Мать явно веселила эта выходка с подсолнухами.
– А ты почему пришла? Ты же вроде бы не хотела, – спросила Татьяна, хоть теперь это и не имело значения.
– Как это не хотела? Я всегда рада посмотреть на свою Куколку. Просто у меня сначала из-за работы не получалось, но вчера выпал удачный шанс.
Они подошли к машине. Татьяна не хотела лезть в еще более замкнутое пространство наедине с матерью. Ей было неприятно, если не противно. Мать так же насмехалась над Вадимом, как и подружки, не подозревая, что причиняет ей этим боль. А сердце до сих пор болело. Парень сглупил с цветами, но точно не заслуживал такого обращения. Но больше всего она страдала из-за того, что сама поставила его в такую ситуацию.

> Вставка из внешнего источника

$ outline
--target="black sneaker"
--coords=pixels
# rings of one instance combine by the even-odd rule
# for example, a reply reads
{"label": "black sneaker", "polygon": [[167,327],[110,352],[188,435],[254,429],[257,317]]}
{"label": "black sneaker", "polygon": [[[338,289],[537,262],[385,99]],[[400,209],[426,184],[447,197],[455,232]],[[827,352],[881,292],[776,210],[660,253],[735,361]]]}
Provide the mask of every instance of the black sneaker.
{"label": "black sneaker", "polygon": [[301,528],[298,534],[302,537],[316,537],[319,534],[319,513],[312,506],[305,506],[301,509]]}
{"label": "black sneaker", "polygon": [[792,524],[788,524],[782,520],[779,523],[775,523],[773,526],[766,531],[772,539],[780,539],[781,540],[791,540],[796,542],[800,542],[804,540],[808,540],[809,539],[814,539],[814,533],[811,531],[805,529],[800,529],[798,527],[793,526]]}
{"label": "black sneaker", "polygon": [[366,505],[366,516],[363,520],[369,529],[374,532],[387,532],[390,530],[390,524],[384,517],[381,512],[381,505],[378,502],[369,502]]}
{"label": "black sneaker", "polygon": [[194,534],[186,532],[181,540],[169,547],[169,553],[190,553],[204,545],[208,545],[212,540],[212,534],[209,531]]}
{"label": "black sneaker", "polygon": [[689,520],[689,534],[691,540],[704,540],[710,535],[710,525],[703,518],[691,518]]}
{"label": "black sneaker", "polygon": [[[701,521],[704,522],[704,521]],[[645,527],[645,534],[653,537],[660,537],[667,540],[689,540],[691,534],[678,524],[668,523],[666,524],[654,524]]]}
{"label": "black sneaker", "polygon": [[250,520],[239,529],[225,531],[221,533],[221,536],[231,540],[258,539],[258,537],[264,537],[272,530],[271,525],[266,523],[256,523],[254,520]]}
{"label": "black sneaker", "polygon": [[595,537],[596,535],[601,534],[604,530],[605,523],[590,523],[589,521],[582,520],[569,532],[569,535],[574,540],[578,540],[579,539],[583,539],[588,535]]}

Всю дорогу до дома мать читала Татьяне лекцию об отношениях, которую она слышала не один десяток раз. Мать снова впечатывала в дочь уже давно внедренные образы идеального партнера, учила, как надо принимать ухаживания и как понять, что за ней правильно ухаживают. Вадим ничего из маминого списка не делал и не имел, но все равно не давал Татьяне покоя. Она только под мамину лекцию, после пережитого позора, смогла признаться самой себе, что не может оставаться к Вадиму равнодушной. От этого совсем поплохело. Татьяна решила погрузиться в мысли, чтобы абстрагироваться от скучного монолога. А мать продолжала с чувством, выражением и расстановкой вещать простые истины, не замечая, что дочь давно потеряла интерес к этой теме и ко всему остальному тоже.
Глава 7. Дирижабль
Татьяна плохо спала, но как только проснулась, начала танцевать. Аппетит не проснулся даже к обеду. Она поела только перед самым выходом просто для того, чтобы были силы оттанцевать спектакль. Теперь девушка не волновалась так, как вчера перед генеральной репетицией. Ей даже нарочно хотелось все испортить: где-нибудь упасть, что-нибудь перепутать, как-нибудь помешать другим.

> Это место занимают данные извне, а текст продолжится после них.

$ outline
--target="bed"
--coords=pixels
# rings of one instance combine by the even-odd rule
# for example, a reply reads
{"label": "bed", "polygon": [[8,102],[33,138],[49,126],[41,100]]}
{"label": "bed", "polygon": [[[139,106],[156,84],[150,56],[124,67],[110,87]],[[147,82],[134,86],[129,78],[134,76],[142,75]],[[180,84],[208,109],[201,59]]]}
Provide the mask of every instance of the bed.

Она схватила с окна фарфоровую статуэтку и сжала ее с силой, надеясь почувствовать боль. Гладкая и холодная керамика выскользнула из расслабленных рук. Татьяне хотелось, чтобы куколка упала на пол и разбилась, как тарелки в мастерской Вадима, а фигурка беззвучно плюхнулась на пачку, которую девушка сбросила с себя до этого. Маленький бунтарский дух противился всему внутри Татьяны, обжигая мелкими вспышками сердце и душу, но вырваться наружу ему так и не удалось.
В машине мать снова держала речь, которая теперь должна была мотивировать Татьяну на балетные подвиги. Это заметно приглушило костер восстания.